AI Monitoring
Attendance
IT-CF Luis Pigueiras, Massimo Paladin, Miguel Santos, Pedro Andrade, Ivan Fedorko (speaker)
IT-CIS Marek Domaracky
IT-CS Véronique Lefebure
IT-DB Georgios Kaklamanos
IT-DI Denise Heagerty
IT-DSS Alex Iribarren, Jan Iven
IT-OIS Tim Bell, Zilli Stefano
IT-PES Gavin Mccance, Ioannis Agtzidis, Manuel Guijarro, Steve Traylen, Vítor Gouveia
PH-ATLAS Alexey BuzyKaev, Sergey Baranov, Yuri Smirnov
PH-LBC Loic Brarda
PH-LCD Andre Sailer
PH-UCM Ivan Glushkov
Questions
Q - Are you going to provide common tools to check the status of the node?
A - There will be tools, lemon cli, roger, etc...
Q - Why roger isn't in the architecture?
A - Roger is a snow consumer and doesn't provide any notification
Q - What are the plans for the dashboard?
A - The dashboard is a secondary tool that provides an overall vision of what happened on the last days.
Q - How is the integration between metrics and FE? Can we define a metric to reach the service manager?
A - Each metric has is own responsible and an associated FE, with the exception of the hardware at the moment we don't know where is supposed to go.
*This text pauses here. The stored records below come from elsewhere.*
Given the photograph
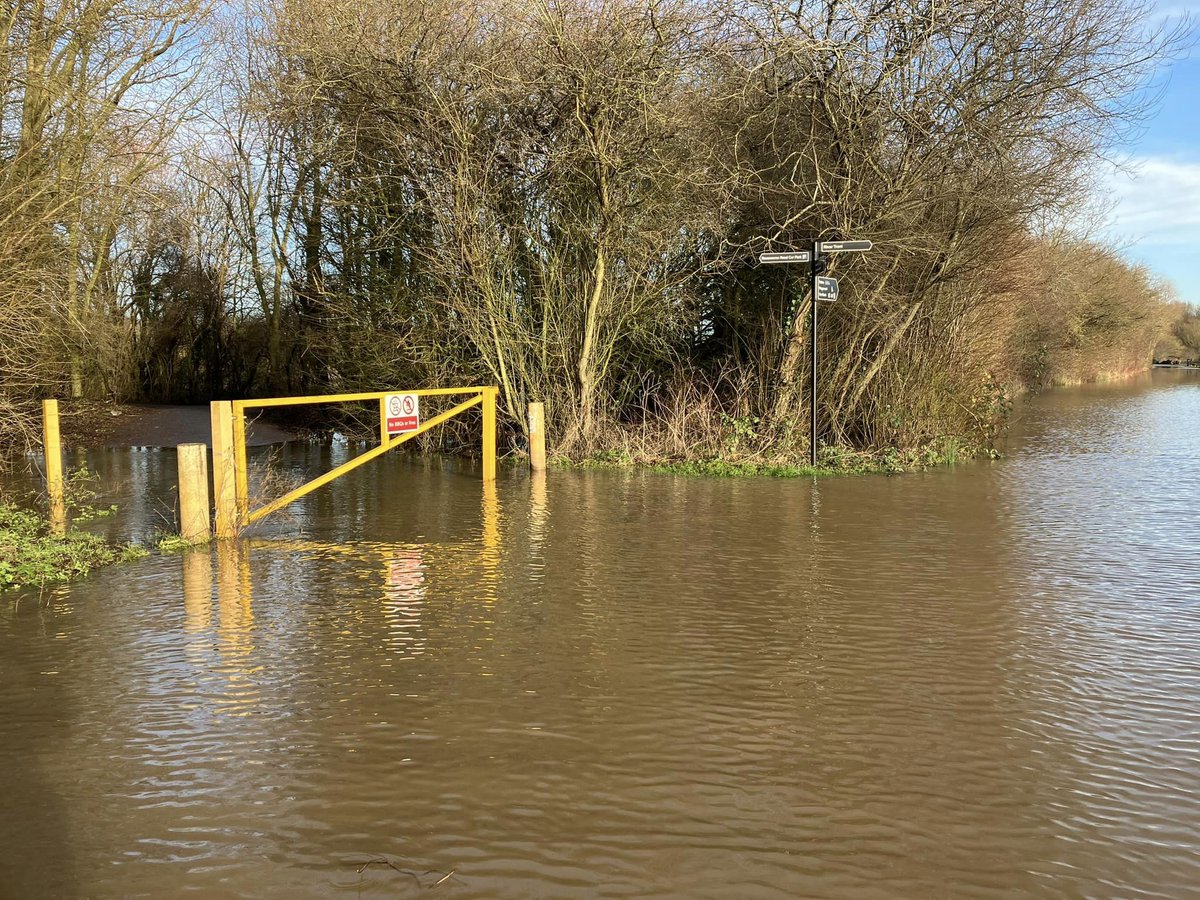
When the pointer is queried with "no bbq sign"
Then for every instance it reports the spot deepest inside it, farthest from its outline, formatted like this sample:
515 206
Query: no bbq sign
403 413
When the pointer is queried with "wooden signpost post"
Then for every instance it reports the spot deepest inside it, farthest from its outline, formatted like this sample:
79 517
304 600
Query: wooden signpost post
820 289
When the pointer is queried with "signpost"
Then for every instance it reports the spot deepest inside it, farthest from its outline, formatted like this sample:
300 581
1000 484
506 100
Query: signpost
821 289
844 246
799 256
402 413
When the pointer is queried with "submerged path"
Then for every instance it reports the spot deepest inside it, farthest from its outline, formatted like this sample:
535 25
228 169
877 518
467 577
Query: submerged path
173 425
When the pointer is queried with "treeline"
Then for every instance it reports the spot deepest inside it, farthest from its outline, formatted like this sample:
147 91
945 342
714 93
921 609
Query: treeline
567 198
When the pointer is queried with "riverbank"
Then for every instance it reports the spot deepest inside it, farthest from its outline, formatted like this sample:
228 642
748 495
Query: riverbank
834 461
31 556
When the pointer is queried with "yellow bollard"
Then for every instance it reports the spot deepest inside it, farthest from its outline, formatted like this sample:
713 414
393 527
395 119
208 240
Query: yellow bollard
193 492
538 437
52 445
225 491
489 449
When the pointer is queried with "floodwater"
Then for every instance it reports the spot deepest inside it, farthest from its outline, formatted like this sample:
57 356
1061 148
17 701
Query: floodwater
981 682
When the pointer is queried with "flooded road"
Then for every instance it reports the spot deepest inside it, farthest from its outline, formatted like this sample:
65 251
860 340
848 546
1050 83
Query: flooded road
973 682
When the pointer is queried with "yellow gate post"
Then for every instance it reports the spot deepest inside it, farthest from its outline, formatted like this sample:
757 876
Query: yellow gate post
489 449
241 471
52 445
225 479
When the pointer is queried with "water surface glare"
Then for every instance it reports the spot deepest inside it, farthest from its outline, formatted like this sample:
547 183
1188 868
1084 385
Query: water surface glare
973 682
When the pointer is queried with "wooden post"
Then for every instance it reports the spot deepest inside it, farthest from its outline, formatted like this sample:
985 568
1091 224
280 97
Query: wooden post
193 492
489 449
52 445
225 485
537 437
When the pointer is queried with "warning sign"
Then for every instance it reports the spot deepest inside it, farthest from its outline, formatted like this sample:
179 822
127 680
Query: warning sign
403 413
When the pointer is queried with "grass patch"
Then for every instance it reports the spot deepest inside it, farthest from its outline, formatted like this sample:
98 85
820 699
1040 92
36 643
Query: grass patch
31 557
833 461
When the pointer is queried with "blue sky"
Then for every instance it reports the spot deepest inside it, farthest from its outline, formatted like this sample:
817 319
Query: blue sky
1156 195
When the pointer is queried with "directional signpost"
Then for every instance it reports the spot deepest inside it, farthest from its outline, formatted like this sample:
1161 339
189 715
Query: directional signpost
801 256
823 289
843 246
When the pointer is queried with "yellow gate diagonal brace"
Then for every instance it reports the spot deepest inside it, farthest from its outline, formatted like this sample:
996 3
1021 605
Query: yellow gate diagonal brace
277 504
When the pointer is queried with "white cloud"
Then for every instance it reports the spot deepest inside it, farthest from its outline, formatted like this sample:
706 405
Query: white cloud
1156 202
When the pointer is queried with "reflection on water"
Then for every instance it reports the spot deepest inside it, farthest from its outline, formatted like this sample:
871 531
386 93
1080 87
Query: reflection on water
982 682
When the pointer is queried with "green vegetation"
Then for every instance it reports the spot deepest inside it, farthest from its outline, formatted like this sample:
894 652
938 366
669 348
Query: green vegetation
834 461
30 556
567 199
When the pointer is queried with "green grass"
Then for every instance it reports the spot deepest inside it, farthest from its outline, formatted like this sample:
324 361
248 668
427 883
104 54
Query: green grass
31 557
834 461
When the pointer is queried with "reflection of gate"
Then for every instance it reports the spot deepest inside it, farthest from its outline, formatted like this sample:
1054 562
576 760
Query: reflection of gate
229 474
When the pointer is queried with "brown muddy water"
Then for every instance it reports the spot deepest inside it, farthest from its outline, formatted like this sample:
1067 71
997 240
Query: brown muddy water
972 682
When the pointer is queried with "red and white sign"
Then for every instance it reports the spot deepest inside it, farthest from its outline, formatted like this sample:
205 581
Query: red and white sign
403 413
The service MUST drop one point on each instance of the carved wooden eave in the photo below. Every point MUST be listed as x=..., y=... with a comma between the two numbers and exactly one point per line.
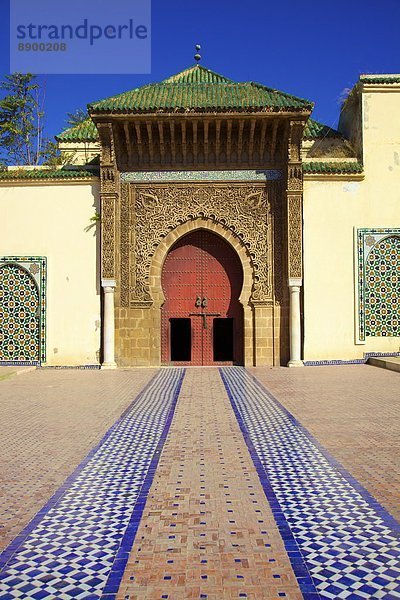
x=200, y=140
It is possible to define metric per box. The puppet variables define the responsible.
Q - Who is the metric manager?
A - The metric manager is the responsible of the egroup.
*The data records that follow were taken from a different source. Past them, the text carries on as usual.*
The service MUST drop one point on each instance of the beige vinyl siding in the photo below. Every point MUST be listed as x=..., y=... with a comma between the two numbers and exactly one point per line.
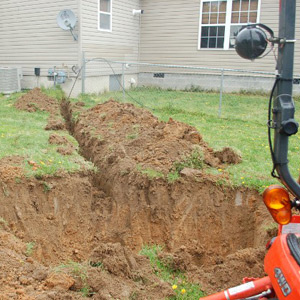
x=170, y=32
x=121, y=44
x=30, y=36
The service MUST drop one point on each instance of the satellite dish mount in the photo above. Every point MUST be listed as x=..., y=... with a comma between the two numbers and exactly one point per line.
x=67, y=20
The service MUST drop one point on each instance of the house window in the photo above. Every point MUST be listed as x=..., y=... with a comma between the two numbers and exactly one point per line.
x=105, y=15
x=221, y=21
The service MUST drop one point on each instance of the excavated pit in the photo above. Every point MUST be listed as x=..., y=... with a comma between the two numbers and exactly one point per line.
x=212, y=231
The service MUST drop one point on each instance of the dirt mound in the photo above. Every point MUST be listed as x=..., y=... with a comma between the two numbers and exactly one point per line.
x=80, y=235
x=36, y=100
x=121, y=275
x=135, y=137
x=10, y=169
x=55, y=123
x=67, y=149
x=228, y=156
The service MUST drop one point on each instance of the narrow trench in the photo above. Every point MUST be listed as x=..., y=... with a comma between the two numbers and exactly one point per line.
x=219, y=219
x=108, y=216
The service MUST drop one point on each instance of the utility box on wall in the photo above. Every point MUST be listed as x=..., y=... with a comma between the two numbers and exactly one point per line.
x=10, y=80
x=59, y=76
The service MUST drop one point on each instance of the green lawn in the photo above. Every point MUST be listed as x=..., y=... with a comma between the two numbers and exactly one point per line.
x=242, y=126
x=22, y=133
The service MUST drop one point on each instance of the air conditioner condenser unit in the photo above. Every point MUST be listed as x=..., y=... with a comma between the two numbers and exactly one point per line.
x=10, y=80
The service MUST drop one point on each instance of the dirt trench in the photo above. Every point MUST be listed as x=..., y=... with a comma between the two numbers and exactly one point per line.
x=212, y=231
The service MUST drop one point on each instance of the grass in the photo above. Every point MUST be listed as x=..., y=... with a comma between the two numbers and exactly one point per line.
x=176, y=279
x=22, y=134
x=78, y=270
x=29, y=248
x=242, y=126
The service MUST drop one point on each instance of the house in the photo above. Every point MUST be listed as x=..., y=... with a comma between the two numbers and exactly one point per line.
x=195, y=33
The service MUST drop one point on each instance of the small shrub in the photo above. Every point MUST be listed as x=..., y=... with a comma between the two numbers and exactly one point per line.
x=29, y=248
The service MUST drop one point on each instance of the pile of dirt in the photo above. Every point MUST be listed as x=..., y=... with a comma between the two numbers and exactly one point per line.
x=124, y=134
x=82, y=234
x=67, y=148
x=36, y=100
x=113, y=272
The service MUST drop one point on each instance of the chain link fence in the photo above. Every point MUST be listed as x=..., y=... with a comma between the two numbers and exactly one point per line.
x=144, y=82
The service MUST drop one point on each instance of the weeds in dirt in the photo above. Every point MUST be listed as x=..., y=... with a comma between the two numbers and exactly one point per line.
x=29, y=248
x=3, y=222
x=78, y=270
x=176, y=279
x=194, y=161
x=97, y=264
x=18, y=180
x=173, y=176
x=151, y=173
x=132, y=136
x=46, y=187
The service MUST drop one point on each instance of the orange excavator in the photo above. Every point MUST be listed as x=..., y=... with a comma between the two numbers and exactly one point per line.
x=282, y=261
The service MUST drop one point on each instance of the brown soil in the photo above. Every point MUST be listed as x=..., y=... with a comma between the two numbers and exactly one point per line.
x=36, y=100
x=101, y=221
x=67, y=149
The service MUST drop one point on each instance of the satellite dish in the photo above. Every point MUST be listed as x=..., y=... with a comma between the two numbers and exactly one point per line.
x=67, y=20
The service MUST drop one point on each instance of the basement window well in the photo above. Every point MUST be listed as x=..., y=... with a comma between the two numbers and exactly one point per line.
x=105, y=15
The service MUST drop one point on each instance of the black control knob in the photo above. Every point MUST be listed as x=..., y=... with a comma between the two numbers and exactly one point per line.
x=289, y=127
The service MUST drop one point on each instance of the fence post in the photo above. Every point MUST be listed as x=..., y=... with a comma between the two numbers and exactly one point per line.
x=123, y=80
x=221, y=93
x=83, y=73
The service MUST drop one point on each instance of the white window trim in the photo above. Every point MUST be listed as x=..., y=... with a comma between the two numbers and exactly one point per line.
x=227, y=25
x=105, y=13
Q - There are some situations where the desired FE target for many Lemon exceptions in SNOW should be the owning FE of box (e.g swap full). What to do?
A - The tickets get redirected to the application owner rather than the operators.
Q - What is the status of the migration of the Alarms and how many alarms are defined in Quattor?
A - Around 500 alarms and some of them are legacy, not all of them are going to be migrated
Q- Where is the definition of the alarms and exceptions?
A - The notification message contains a link where we can check the meaning of the alarms/exception.
Future meetings
The next meeting will be in 2 weeks and is expected to be about the new development workflow of the Configuration Management.